Dental Pulp from New Born Foals Help Orthopedic Disease in Horses

April 9, 2018 (published)

Arthritis, tendon and ligament injuries are common in equine athletes, and there are multiple treatments.  One of the newest treatments for these injuries is called regenerative medicine, which uses stem cells to aid in healing.  Typically, stem cells are available from three sources: the umbilical cord of foals; fat tissue; and bone marrow.  Dr.

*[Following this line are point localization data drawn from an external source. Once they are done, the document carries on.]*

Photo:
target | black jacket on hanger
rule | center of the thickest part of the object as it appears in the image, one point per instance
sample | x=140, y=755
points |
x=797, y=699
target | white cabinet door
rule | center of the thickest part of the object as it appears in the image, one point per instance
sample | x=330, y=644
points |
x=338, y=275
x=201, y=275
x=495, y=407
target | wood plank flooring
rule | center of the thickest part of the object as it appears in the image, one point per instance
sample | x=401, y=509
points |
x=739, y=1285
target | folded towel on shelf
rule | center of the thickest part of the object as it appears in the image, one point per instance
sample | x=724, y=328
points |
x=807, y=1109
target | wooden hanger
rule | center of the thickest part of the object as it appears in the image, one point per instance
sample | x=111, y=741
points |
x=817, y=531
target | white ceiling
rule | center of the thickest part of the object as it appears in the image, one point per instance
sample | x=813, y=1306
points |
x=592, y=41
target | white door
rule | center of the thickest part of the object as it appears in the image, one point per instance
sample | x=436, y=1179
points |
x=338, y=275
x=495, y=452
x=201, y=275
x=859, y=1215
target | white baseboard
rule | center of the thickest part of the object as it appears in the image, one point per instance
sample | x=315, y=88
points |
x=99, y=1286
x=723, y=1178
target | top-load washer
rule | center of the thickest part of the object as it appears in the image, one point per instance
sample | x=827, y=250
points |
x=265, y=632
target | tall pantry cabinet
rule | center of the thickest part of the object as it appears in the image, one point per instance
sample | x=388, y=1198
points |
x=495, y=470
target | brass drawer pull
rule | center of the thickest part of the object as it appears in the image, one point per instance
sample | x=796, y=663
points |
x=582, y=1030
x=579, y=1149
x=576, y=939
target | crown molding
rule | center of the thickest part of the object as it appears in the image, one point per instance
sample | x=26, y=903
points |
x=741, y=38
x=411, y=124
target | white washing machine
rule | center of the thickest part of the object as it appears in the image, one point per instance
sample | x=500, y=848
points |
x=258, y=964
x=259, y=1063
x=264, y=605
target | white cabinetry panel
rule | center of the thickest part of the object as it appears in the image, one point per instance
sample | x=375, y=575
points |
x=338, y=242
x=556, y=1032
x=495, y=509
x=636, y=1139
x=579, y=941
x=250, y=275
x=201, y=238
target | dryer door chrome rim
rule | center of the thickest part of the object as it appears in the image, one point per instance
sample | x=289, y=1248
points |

Alicia Berone from Ohio State indicates that fat and bone marrow can be obtained from a patient, processed, and placed back into the horse’s damaged tissue, but cell yield and quality can vary and both are invasive processes that can even lead to a risk of cardiac arrythmias.  Blood from the umbilicus can be obtained at foaling, processed for stem cells, frozen and stored for later use, but the owner has to pay for storage fees and the cells’ viability declines over time.  

The newest source of stem cells is from the mouth of foals that died at birth due to birthing complications, but were otherwise healthy.  The dental pulp is a ball of tissue below the gum line in newborn foals, and Dr. Bertone indicates it is the most primitive form of stem cell tissue and has the greatest potential for developing into bone, ligaments, blood vessels and more.  The dental pulp was recently tested in 20 lame horses with tendon or ligament issues or arthritis.  The dental pulp tissue was injected directly into the affected joint or soft tissue injury, while another 20 horses served as controls.  Results indicated horses with tendon and ligament issues responded very well as several became sound, and the horses with arthritis responded but just not as well.  The treatment seems to be effective for a long period as a follow-up owner survey revealed 83 percent of the horses were being ridden two years after the treatment.